First, notice that our program is an ordinary Go program, with an ordinary entry point. While Bigslice offers low-level APIs to set up a Bigslice session, the sliceconfig package offers a convenient way to set up such a session by reading the configuration in $HOME/.bigslice/config, which in our case was written by bigslice setup-ec2. sliceconfig.Parse reads the Bigslice configuration, parses command line flags, and then sets up a session accordingly. The Bigslice session is required in order to invoke bigslice.Funcs.

That is exactly what we do next (2): we invoke the wordCount bigslice.Func with the Shakespeare corpus URL as an argument. The returned value represents the results of the computation. We can scan the result to extract the rows, each of which consists of two columns: the token and the number of times that token occurred in the corpus. Scanning in Bigslice follows the general pattern for scanning in Go: First, we extract a scanner (3) which has a Scan (4) that returns a boolean indicating whether to continue scanning (and also populates the value for each column in the scanned row), while the Err method (5) returns any error that occurred while scanning.’

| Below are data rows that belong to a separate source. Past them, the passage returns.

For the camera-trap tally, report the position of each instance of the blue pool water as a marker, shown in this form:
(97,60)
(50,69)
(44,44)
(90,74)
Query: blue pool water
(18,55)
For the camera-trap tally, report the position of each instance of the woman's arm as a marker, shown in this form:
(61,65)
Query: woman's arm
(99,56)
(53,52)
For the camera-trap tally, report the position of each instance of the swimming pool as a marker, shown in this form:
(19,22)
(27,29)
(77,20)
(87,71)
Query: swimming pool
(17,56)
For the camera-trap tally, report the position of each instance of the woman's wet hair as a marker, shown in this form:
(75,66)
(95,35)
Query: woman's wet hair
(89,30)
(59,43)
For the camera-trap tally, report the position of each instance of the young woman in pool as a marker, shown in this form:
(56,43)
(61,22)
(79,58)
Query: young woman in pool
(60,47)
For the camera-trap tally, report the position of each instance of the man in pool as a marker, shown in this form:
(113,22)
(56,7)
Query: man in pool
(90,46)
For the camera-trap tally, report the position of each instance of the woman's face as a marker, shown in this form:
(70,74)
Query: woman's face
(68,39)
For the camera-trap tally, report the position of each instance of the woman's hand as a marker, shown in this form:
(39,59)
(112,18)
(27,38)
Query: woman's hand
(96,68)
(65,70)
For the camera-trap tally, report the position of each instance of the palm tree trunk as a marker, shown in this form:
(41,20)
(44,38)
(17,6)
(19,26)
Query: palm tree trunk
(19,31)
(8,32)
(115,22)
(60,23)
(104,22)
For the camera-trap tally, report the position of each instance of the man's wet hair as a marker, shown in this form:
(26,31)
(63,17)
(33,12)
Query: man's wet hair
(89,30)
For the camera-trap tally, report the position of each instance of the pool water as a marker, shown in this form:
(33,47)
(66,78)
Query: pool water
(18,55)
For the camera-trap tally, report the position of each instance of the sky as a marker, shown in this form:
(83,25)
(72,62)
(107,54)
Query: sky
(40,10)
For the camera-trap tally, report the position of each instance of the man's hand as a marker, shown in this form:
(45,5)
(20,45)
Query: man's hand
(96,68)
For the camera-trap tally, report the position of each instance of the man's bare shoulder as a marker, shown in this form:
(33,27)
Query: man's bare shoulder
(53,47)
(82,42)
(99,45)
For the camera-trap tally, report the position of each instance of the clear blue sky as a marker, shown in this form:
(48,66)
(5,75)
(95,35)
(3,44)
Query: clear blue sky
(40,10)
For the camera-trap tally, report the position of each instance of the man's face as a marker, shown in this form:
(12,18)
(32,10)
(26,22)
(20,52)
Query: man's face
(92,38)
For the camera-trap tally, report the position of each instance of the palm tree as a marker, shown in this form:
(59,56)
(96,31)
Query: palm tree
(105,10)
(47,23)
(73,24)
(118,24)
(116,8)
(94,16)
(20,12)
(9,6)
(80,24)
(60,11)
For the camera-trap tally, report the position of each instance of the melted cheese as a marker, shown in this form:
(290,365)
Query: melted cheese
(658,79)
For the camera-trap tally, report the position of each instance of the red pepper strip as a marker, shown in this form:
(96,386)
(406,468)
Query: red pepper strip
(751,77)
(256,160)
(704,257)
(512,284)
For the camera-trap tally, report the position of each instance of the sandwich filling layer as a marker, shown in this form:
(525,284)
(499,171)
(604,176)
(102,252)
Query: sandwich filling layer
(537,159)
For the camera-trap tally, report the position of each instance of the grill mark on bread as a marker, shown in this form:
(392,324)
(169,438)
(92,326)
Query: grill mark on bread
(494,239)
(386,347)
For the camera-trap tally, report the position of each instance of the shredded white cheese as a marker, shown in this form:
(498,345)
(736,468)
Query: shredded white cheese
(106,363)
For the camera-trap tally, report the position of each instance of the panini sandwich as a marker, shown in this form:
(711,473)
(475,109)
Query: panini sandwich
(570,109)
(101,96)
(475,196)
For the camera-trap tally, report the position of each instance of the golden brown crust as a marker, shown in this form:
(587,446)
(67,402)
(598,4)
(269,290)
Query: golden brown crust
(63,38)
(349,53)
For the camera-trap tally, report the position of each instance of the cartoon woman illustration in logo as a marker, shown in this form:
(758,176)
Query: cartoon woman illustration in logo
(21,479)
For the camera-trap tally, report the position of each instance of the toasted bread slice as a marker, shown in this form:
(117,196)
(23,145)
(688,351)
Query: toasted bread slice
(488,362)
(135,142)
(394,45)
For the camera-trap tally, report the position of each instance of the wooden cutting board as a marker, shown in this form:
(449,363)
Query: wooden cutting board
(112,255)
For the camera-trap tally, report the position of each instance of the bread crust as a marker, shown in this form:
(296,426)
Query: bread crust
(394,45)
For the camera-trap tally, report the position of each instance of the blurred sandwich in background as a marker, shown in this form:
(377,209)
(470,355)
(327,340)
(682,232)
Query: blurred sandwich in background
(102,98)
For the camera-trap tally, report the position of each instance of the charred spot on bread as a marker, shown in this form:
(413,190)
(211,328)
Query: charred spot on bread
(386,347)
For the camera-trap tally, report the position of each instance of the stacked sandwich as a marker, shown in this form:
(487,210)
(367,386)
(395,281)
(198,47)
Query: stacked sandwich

Some more details to keep you going

In the examples above, we used the command bigslice to build and run Bigslice jobs. This is needed only to build “fat” binaries that include binaries for both the host operating system and architecture as well as linux/amd64, which is used by the cluster nodes. If your host operating system is already linux/amd64, then bigslice build and bigslice run are equivalent to go build and go run;

Bigslice uses package github.com/grailbio/base/config to maintain its configuration at $HOME/.bigslice/config. You can either edit this file directly, or override individual parameters at runtime with the -set flag, for example, to use m5.24xlarge instances in Bigslice cluster:

$ bigslice run shake.go -set bigmachine/ec2cluster.instance=m5.24xlarge

Bigslice uses bigmachine to manage clusters of cloud compute instances. See its documentation for further details.